Monday, February 18, 2013

Brooklyn cantorial concert a milestone for new Barclays Center


Who knew the man behind the Brooklyn homecomings of Jay-Z and Barbra Streisand had a thing for heimische melodies?

PerlmanandHelfgotBruce Ratner, the developer and majority owner of the Barclays Center arena in Brooklyn, which opened last September with a Jay-Z show and hosted borough native Streisand a month later, holds a special place in his heart for cantorial music.

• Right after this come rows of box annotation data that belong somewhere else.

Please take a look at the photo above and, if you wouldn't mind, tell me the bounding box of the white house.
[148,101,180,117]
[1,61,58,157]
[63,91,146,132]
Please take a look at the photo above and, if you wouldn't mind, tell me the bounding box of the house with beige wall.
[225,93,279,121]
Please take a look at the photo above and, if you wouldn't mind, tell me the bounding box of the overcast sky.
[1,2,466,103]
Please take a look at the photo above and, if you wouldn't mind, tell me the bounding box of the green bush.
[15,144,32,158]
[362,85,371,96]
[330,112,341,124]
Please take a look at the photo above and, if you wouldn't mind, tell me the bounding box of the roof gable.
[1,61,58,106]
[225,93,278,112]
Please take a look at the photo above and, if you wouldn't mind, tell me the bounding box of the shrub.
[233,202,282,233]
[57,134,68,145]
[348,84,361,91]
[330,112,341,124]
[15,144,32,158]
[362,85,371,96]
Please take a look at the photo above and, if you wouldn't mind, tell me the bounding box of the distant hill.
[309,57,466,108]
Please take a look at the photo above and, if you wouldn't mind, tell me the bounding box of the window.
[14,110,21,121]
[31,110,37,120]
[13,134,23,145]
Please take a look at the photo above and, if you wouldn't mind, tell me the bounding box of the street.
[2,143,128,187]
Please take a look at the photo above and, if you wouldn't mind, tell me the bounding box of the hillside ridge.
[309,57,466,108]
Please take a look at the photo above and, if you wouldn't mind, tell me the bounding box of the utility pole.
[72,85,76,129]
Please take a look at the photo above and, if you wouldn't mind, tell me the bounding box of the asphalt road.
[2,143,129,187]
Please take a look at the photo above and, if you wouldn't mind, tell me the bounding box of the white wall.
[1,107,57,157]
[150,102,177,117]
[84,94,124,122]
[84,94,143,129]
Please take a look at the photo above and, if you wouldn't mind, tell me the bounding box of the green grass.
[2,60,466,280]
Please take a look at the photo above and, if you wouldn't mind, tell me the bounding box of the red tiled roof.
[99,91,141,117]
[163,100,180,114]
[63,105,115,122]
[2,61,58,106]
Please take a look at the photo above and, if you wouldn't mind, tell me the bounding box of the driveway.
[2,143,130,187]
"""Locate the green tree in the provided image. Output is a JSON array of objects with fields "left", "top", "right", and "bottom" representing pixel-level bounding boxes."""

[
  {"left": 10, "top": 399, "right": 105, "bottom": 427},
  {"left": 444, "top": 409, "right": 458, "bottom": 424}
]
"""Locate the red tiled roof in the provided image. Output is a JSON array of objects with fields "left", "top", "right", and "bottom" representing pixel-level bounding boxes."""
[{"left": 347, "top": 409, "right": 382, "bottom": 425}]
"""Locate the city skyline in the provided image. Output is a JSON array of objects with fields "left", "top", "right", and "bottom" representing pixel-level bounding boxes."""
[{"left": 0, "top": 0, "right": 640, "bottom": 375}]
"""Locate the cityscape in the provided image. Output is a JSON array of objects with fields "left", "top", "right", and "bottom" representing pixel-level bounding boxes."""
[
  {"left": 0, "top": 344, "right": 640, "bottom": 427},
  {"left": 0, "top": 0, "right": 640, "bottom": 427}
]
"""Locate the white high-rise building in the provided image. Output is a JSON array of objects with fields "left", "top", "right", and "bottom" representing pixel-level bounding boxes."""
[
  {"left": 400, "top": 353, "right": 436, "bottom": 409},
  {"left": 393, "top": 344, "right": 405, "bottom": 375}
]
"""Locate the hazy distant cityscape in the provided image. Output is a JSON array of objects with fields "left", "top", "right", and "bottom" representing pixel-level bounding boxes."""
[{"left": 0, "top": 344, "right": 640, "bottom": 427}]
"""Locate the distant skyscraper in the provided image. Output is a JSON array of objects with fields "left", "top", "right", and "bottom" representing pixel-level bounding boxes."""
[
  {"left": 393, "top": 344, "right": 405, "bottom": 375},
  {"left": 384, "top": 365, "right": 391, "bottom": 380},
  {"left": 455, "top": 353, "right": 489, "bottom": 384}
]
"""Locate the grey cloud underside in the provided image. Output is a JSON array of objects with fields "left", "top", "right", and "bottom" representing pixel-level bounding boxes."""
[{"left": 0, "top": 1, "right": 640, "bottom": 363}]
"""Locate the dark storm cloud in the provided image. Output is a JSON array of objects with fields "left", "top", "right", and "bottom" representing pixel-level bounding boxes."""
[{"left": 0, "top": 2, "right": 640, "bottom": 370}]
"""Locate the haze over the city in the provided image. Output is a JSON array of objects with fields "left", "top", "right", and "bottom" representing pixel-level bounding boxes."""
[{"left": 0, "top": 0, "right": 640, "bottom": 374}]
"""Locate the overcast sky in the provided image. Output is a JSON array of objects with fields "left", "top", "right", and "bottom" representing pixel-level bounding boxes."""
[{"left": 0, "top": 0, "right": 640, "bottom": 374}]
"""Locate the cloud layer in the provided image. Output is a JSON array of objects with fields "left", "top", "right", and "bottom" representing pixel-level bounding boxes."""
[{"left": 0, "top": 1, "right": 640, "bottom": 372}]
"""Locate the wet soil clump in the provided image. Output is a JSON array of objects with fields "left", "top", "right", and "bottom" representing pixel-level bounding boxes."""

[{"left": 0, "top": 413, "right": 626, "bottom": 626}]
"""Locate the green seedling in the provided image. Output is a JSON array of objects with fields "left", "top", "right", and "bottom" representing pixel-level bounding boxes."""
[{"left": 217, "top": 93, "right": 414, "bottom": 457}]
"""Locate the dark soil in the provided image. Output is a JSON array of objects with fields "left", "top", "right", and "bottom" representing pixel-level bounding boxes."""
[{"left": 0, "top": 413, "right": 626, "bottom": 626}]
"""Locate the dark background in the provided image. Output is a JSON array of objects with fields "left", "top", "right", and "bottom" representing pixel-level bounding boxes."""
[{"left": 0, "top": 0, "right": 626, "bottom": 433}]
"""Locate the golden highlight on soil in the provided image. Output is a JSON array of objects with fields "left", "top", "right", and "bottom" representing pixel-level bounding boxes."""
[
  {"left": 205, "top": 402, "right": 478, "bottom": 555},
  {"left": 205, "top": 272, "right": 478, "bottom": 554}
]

“My parents are both from Eastern European descent, so that type of Jewish music is in my blood,” Ratner told JTA. “I grew up going to my Conservative synagogue in Cleveland, where they had an amazing cantor who I absolutely loved to listen to. And as I got older, I was always buying cantor CDs. The music is just so refined.”
Ratner, the chairman and chief executive of the real estate development firm Forest City Ratner Companies, is taking personal pride in having spearheaded efforts to put on the first Jewish event at the venue: a Feb. 28 concert featuring the renowned Israeli-born violinist Itzhak Perlman sharing the stage with Cantor Yitzchak Meir Helfgot. The Barclays performance comes on the heels of the pair's recent collaboration, “Eternal Echoes: Songs and Dances for the Soul,” an album of Jewish music released in August.

In an age where klezmer music has gained a following in the downtown jazz scene and Yiddish culture has experienced something of a revival, Ratner is optimistic that between Brooklyn's hipsters and Chasidim, the show will find an audience.

“I know not everyone listens to cantorial music today, but if they really listen, they’ll find such a history behind it,” said Ratner, who became acquainted with Perlman 30 years ago when their daughters attended private school together in Manhattan. “Growing up, cantors used to be treated like rock stars, and I think kids today unfamiliar with it will really find this concert enjoyable.”

A century ago, it was hardly uncommon for Jewish cantors to perform at venues like Barclays. Cantors such as Yossele Rosenblatt and Zeidel Rovener were mainstream stars, recording popular records and gracing the stages of Madison Square Garden and Carnegie Hall.
Only about a third of Barclays' 19,000 seats are going to be made available for the Perlman-Helfgot show, but it's still likely to be one of the largest cantorial concerts in the United States in nearly a century.